Würger entwickelt faszinierende, vielfach liebenswerte Figuren. Sie haben alle ihre Stärken und ihre Geheimnisse und sie sind mehr oder weniger für Hannes da. Ohne Polina, ohne seinen Kumpel Bosch, den grobschlächtig wirkenden, aber so feinen Möbelpacker, mit dem er für eine Transportfirma Klaviere schleppt, ohne Heinrich, der sich auch zu verlieren droht und ohne einige schicksalshafte Wendungen hätte Hannes sich vermutlich verloren. Wenn auch einige der Figuren, wie sie biologischer Vater oder sein Chef ein wenig klischeehaft wegkommen und manche Fügungen doch ein wenig arg wundersamen erscheinen, hat mich das Buch mit ganz unterschiedlichen Gefühlen erfüllt: Traurigkeit über den Verlust, Sehnsucht, Einsamkeit, aber durch all das hindurch auch eine Ruhe, eine Stärke und eine Art Gewissheit, dass es im Leben ganz einfache Dinge gibt, ein Geruch, eine Melodie, Natur oder eine Stange saurer Rhabarber mit braunem Zucker, die Trost und Zuversicht und Heimat geben. Würgers Schreibstil entwickelt die anfangs beschriebene Wirkung. Es sind die leisen Töne und die Zwischenräume, die dem Leser Platz lassen für das Nachfühlen, Nachspüren und Nachdenken wie die Musik.

Bewertung vom 09.03.2025
Welk, Sarah

FREI - Bester Sommer (FREI 1)


ausgezeichnet

Nicht nur ein Leseabenteuer
Joshua ist Kummer gewöhnt. Immer wieder muss er mit seiner Mutter aus beruflichen Gründen umziehen. Freunde - Fehlanzeige, Zuhausefühlen - nicht wirklich. Doch jetzt hat seine Mutter den Vogel abgeschossen und ihn in das allerletzte Kuhkaff gesteckt. Was soll er hier mit sich anfangen? Ganz unerwartet ist es ausgerechnet Schule, die ihn hier, wo sich Hase und Igel gute Nacht sagen, in ein Abenteuer verwickelt, von dem er nicht zu träumen gewagt hätte: mehrere Tage in Keingruppen Gleichaltriger im Wald ohne Erwachsene.
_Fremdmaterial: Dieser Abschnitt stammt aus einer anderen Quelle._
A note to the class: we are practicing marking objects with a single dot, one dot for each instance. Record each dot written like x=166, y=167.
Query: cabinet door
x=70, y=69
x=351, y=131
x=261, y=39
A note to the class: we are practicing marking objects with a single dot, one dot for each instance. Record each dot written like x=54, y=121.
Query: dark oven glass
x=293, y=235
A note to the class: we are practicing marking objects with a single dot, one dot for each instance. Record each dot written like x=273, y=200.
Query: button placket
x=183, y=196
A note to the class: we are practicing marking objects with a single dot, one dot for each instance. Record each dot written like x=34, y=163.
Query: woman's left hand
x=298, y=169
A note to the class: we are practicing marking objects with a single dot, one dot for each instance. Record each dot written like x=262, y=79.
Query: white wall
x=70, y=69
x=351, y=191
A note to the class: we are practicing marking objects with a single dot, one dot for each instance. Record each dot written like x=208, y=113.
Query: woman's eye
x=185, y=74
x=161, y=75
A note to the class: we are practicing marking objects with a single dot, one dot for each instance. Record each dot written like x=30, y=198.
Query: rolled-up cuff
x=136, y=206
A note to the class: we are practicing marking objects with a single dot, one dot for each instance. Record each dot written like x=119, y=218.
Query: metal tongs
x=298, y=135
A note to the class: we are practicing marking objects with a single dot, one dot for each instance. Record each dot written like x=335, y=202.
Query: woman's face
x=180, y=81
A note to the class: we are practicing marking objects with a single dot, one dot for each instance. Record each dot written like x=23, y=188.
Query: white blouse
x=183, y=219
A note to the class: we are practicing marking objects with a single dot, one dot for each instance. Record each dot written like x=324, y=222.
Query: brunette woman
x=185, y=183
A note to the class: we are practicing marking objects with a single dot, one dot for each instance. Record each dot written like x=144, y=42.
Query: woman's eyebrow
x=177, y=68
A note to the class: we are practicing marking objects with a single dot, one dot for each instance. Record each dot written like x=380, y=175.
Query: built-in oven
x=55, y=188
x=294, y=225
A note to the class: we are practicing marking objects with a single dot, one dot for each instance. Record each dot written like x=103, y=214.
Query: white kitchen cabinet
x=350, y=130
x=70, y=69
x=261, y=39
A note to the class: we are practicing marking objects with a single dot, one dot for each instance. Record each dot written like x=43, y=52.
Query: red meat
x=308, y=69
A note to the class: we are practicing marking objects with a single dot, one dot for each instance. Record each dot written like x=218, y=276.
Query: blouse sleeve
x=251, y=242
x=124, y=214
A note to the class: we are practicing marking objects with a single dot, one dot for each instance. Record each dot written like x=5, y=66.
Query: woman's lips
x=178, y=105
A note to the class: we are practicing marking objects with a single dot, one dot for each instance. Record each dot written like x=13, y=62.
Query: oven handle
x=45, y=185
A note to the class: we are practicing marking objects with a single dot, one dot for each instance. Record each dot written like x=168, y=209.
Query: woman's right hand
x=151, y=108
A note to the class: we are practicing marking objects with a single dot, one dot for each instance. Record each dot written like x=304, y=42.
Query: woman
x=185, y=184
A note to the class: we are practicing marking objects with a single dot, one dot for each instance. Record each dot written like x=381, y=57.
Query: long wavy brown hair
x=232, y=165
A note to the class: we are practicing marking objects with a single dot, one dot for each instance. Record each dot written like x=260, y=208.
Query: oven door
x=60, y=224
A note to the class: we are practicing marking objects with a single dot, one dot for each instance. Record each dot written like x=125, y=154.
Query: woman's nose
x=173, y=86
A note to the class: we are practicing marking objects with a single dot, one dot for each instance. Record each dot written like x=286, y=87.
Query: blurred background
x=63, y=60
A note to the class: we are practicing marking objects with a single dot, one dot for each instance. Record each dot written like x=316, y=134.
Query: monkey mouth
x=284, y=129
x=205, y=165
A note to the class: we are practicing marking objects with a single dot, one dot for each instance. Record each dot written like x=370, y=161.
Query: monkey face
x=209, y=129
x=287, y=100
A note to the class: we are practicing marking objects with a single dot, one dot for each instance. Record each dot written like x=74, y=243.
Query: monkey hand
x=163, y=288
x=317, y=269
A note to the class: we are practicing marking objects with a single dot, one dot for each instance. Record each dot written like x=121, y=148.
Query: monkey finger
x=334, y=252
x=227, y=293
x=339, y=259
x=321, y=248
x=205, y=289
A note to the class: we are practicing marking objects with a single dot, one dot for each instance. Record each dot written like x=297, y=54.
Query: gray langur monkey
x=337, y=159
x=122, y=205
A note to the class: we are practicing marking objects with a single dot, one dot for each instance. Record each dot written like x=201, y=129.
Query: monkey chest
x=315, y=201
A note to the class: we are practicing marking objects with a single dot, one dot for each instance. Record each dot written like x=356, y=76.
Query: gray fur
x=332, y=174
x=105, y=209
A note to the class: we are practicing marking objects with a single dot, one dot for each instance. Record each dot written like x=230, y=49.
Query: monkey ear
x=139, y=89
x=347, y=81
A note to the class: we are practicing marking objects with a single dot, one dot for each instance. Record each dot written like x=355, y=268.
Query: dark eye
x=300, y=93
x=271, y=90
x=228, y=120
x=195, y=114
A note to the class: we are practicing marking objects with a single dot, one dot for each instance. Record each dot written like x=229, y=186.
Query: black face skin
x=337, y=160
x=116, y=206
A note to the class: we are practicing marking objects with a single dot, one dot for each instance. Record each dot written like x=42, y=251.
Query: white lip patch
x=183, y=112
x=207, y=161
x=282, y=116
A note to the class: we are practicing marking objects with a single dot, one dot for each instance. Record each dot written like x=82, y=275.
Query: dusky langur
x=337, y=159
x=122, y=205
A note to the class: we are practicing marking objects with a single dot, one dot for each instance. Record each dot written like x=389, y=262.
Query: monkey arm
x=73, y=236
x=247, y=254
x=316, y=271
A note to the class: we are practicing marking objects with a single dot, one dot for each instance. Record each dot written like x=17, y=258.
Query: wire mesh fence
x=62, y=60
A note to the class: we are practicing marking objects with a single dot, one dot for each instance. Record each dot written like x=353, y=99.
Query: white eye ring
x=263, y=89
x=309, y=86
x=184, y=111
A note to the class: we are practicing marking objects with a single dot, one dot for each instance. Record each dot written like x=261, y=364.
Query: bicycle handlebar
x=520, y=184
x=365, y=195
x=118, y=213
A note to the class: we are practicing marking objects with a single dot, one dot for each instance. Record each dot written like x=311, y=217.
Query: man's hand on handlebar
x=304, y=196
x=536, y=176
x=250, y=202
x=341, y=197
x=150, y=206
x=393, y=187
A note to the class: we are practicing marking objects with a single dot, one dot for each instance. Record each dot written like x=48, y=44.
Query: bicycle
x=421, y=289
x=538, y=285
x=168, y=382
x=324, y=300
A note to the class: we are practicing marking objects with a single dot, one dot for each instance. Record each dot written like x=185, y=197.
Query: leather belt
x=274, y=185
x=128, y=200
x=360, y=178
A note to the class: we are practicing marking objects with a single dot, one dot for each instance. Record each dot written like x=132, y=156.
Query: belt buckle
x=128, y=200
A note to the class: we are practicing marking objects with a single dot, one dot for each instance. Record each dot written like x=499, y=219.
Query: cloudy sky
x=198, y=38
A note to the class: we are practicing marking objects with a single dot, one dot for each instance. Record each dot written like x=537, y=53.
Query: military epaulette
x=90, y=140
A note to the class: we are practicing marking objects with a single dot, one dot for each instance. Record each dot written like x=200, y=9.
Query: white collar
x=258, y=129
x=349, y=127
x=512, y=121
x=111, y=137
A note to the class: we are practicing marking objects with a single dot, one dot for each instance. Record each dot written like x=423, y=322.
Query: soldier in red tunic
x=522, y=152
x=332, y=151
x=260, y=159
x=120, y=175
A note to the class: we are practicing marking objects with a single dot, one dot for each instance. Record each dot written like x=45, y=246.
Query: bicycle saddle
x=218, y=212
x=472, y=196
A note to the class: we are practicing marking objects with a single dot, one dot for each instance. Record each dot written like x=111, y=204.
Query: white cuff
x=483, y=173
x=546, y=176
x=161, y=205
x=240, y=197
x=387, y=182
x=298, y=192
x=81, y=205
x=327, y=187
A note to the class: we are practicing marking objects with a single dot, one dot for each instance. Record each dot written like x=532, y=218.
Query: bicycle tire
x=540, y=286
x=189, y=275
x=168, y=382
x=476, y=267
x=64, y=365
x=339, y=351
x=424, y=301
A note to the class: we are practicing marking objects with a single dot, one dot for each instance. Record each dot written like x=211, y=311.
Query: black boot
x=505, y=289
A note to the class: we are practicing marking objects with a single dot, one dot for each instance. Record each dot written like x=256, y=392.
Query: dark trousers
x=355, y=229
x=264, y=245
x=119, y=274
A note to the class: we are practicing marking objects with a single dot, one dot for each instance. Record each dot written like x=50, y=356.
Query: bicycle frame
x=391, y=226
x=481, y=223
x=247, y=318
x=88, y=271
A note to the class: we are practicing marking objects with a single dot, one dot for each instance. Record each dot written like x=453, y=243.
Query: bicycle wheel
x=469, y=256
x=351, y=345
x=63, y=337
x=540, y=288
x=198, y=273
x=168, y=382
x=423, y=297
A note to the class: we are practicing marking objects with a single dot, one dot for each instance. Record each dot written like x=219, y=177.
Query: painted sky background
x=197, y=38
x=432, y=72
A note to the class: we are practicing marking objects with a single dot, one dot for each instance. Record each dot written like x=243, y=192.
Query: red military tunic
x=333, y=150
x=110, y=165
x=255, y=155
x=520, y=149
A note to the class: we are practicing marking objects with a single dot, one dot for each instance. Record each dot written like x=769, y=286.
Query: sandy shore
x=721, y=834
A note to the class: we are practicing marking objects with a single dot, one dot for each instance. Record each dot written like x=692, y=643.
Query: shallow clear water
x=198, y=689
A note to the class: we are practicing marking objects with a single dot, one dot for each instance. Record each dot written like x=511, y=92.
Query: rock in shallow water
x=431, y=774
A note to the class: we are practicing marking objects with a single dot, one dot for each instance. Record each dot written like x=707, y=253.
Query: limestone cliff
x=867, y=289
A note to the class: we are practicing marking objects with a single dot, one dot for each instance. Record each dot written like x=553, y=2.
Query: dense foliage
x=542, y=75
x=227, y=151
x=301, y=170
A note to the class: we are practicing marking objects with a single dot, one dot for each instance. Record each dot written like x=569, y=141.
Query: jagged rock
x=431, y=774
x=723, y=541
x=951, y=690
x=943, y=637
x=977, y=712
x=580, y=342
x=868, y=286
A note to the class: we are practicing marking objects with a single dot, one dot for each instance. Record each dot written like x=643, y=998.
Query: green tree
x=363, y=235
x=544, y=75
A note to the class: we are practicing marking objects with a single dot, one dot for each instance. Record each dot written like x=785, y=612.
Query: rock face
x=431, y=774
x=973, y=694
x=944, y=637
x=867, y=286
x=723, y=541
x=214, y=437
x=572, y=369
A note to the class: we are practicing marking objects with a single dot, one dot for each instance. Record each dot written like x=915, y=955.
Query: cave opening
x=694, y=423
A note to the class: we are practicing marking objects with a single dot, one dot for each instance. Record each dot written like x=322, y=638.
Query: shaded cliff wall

Und plötzlich ist so etwas wie Freundschaft und ein Gefühl von Zuhause zum Greifen nah. Dies könnte der beste Sommer seines bisherigen Lebens werden...
Ein tolles Leseabenteuer, lustig und humorvoll geschrieben. Aus der Sicht Joshuas, der uns gleich mit hinein nimmt in das große Sommerabenteur, das ihn und den Leser hier erwartet. Sehr authentisch schildert die Autorin die Gedanken und Gefühle, die Joshua bewegen. Eine klare Leseempfehlung für Jung und Alt!